Tourism & Cruises

Miami-Dade visitors bureau reports record year, bright future

Rendering of the Portman-designer convention center hotel planned for Miami Beach.
Rendering of the Portman-designer convention center hotel planned for Miami Beach.

The Greater Miami Convention & Visitors Bureau’s annual meeting on Friday was as much about the future as it was a look back on a record-setting year for tourism.

At the gathering of about 600 business leaders at the Miami Beach Convention Center, President and CEO William D. Talbert III released a statistical review of the year past. He also gave attendees a look at plans for the new Miami Beach Convention Center and convention hotel.

“It’s not about quantity, it’s quality,” said Talbert, in explaining the benefits the new convention center, currently scheduled to break ground in December and open in 2018, will bring to the tourism and meeting industry in Miami-Dade. With a state-of-the-art LEED-certified center and amenity-laden hotel, due to open in 2019, Miami-Dade can compete for top-tier conventions such as in the medical and scientific fields, he said.

The first meeting at the new convention center is already booked: The American Health Information Management Association will be coming in September of 2018.

The new Miami Beach Convention Center is expected to bring in an additional $100 million per year in economic impact, he said.

“We’ve promised 50 new bookings in the next five years, and I think we will exceed that,” said Talbert, in a short interview after the meeting. “The industry is waiting to see the shovel in the ground.”

The next five years also will bring new projects and developments to the Miami area that will boost tourism, including All Aboard Florida train service; American Dream Miami mega mall; Brickell City Centre office, retail and residential complex; Miami World Center retail, hotel and residential development; and the Patricia & Phillip Frost Museum of Science.

The past year set records, Talbert said, including:

▪  Overnight visitors numbered 15.1 million in Miami-Dade in 12 months ending in August, up 5.4 percent from 14.2 million during the same period the previous year and a new record.

▪  The economic impact of the visitors was $25.1 billion for the past 12 months, also a record. That was up 7 percent, from $23.5 billion over the year before.

▪  Airport arrivals were up 5.5 percent and the average stay extended to six nights.

▪  Room nights increased by 3 percent, resulting in a record 13.2 million nights.

▪  Revenue per available room increased 7 percent from $146.48 to $156.70.

“And this year we are seeing a 5 percent increase in hospitality jobs and already we are the number one industry for employment growth – the future is even brighter,” said Talbert. An additional 2,300 hotel rooms are scheduled to be available over the next 12 months.

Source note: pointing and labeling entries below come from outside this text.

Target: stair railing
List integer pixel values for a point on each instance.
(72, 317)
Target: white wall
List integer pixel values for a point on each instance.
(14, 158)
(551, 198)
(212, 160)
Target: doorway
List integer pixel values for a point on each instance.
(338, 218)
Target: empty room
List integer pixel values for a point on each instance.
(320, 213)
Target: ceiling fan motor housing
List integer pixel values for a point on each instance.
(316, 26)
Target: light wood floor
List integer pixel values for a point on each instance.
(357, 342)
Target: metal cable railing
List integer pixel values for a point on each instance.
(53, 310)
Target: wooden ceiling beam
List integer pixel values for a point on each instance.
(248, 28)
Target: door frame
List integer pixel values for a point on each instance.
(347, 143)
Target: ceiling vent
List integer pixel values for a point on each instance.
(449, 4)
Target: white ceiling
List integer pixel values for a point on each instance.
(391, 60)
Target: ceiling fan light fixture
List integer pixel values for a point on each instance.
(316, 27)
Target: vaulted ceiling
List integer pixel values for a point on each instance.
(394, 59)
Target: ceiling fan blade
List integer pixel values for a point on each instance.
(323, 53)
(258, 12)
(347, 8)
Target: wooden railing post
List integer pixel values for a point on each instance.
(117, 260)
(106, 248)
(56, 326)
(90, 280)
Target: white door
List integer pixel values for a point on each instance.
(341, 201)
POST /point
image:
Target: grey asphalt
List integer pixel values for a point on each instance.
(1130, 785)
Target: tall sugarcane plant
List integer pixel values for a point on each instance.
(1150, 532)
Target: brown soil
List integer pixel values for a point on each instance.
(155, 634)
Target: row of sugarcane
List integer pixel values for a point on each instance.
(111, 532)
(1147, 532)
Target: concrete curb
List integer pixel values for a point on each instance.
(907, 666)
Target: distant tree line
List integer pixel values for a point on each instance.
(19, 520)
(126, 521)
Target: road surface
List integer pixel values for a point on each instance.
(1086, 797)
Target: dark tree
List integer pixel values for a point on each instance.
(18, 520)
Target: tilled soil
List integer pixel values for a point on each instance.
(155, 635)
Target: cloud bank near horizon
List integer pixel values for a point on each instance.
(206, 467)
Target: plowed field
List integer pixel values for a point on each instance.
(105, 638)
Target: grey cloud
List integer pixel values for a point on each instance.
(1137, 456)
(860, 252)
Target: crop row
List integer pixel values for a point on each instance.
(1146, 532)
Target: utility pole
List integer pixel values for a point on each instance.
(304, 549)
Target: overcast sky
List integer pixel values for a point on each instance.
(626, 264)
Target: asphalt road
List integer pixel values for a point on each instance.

Bruce Orosz, president of ACT Productions and GMCVB chairman, said initiatives GMCVB started last year that will continue include sports marketing and tourism, medical tourism and the film and production industry.

As for the film and production industry, where expenditures are down 52 percent over five years, he said, “It’s unimaginable how the state would cut the incentives that bring TV and film production to this town. We are working tirelessly to try to convince Tallahassee that this stimulates the economy in every single way.”

International tourism will continue to be a strong focus – international visitors stay longer and spend more – and the GMCVB’s 49 international offices will be a lead-generator, Talbert said.

Ambrish Baisiwala, president and CEO of Portman Holdings and developer of the planned 800-room Art Deco inspired convention center headquarter hotel, showed renderings and said the hotel design will be influenced by water, the beach and art. The privately financed hotel is estimated to bring in $24.6 million in economic impact to the city every year, creating 1,470 jobs, not including construction jobs, he said.

“We very much see this hotel as complementing what is already here but catering to conventioneers that wouldn’t ordinarily look at this market,” said Baisiwala.